VENEZUELA
A Drizzle, then a Storm
Venezuela hasn’t bottomed out just yet – but it’s close.
Last week, the country failed to make about $280 million in loan repayments, triggering Standard & Poor’s to categorize Venezuela as a nation in “selective default,” the Washington Post reported.
That’s just a fancy way to say it’s broke.
“This is the first drizzle in a huge thunderstorm,” Jose L. Valera, an international energy lawyer, told the New York Times. “The whole country of Venezuela is bankrupt.”
Venezuela’s rapid decline over the past 20 years from the rich man of South America to one of the world’s most troubled economies is a tale of two factors, tanking oil prices and excess government spending, writes Henkel Garcia U., a financial instructor at Venezuela’s Andres Bello Catholic University, for the Conversation.
It’s a deadly combination for a country whose economy depends on the oil business. Since 2006, the nation’s debt has increased nearly ten-fold, and inflation is expected to rise to 2,300 percent in 2018, CNN Money reported.
Venezuela’s economic crisis was only exacerbated by the nation’s political one.
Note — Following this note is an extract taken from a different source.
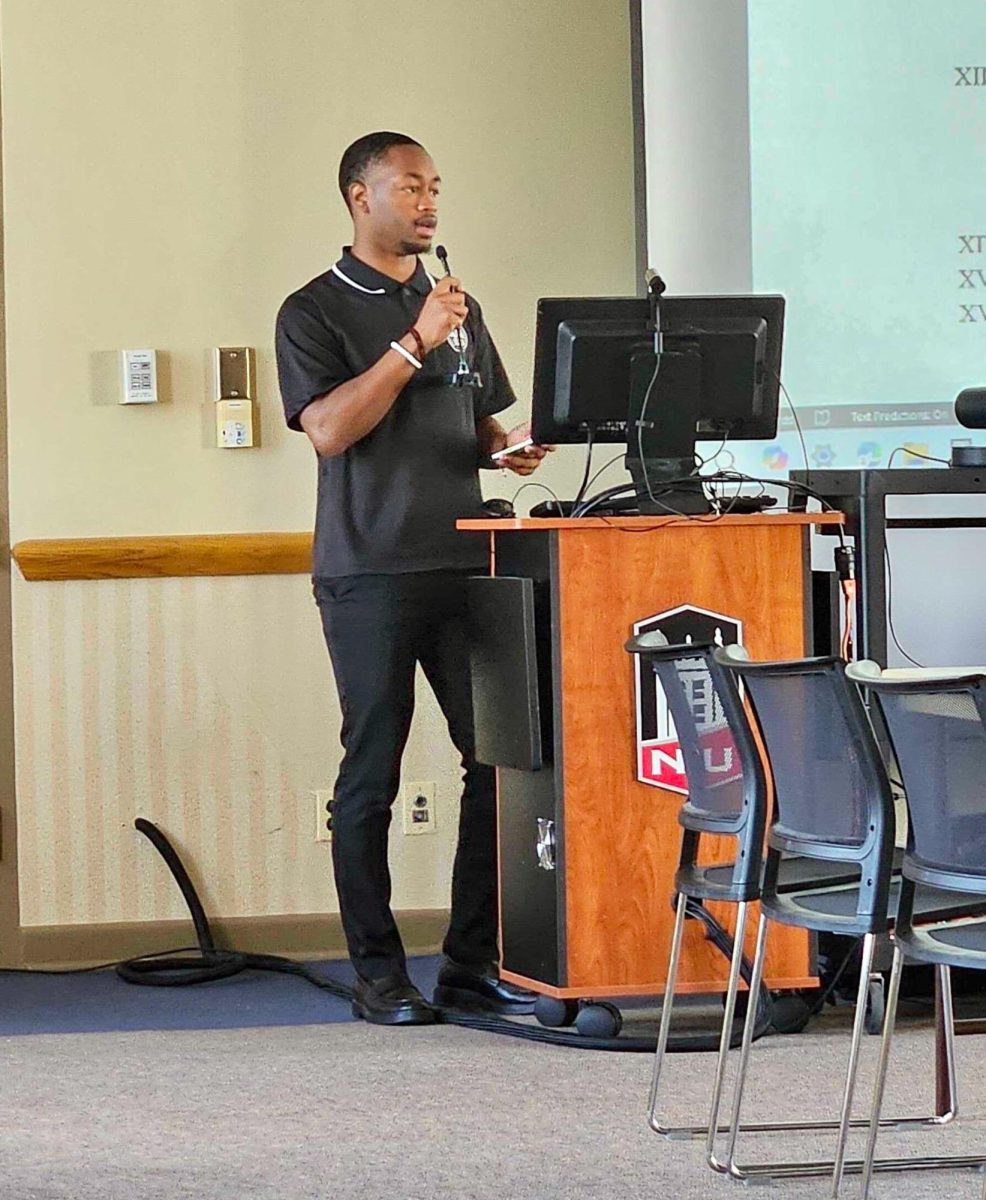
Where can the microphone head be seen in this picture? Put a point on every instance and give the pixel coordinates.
(971, 408)
(655, 285)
Hugo Chavez and his successor, current President Nicolas Maduro, chipped away at Venezuela’s last vestiges of democracy by consolidating power, fixing elections and silencing defectors, the Wall Street Journal reported.
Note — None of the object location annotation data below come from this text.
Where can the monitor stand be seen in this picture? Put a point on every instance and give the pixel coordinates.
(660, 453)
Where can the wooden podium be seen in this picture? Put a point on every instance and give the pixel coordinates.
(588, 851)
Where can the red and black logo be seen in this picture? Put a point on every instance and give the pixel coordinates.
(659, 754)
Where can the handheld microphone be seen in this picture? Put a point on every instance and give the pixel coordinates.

This summer, Maduro moved to rewrite the nation’s constitution to dissolve any formal institutions that may stand in his way, something citizens have described as embodying the “worst style of Mussolini and Hitler.”
Both the EU and the United States have sanctioned and embargoedMaduro and his henchmen in attempts to buckle the regime through economic pressure. But with Russia and China – Caracas’s largest foreign backers – allowing Maduro’s regime breathing room in its debt repayments, a new lifeline has been extended, the Wall Street Journal reported.
The question now is how long the regime can endure.
The nation’s dire economic situation has caused Caracas to cut the nation’s imports of vital food and medicinal supplies. As a result, 54 percent of children are malnourished and curable illnesses are metastasizing into deadly diseases, CNN reported.
“It really hurts knowing that you bring your son (to the hospital) for one thing, he gets worse from others, then you get him back in a box,” said Sandra Galindez, whose son died recently in a poorly equipped hospital in Caracas.
For now the military, which remains loyal to Maduro, is preventing restless citizens from ousting him, writes Ozan Varol for the Washington Post.
But with wages slashed even within their own ranks, a coup may be imminent – either pushing this crippled nation over the brink, or ushering in a new era of democracy, Varol opined.
“The Venezuelan military is the levee that’s keeping the democratic movement at bay to protect the Maduro regime,” wrote Varol. “Only if the military breaks can the river of democracy jump the banks.”
That’s highly likely. As the government starves its people, and there is no chance of comeback – because of no change in policy – desperation will only grow.
And that leaves people who already have little with even less to lose.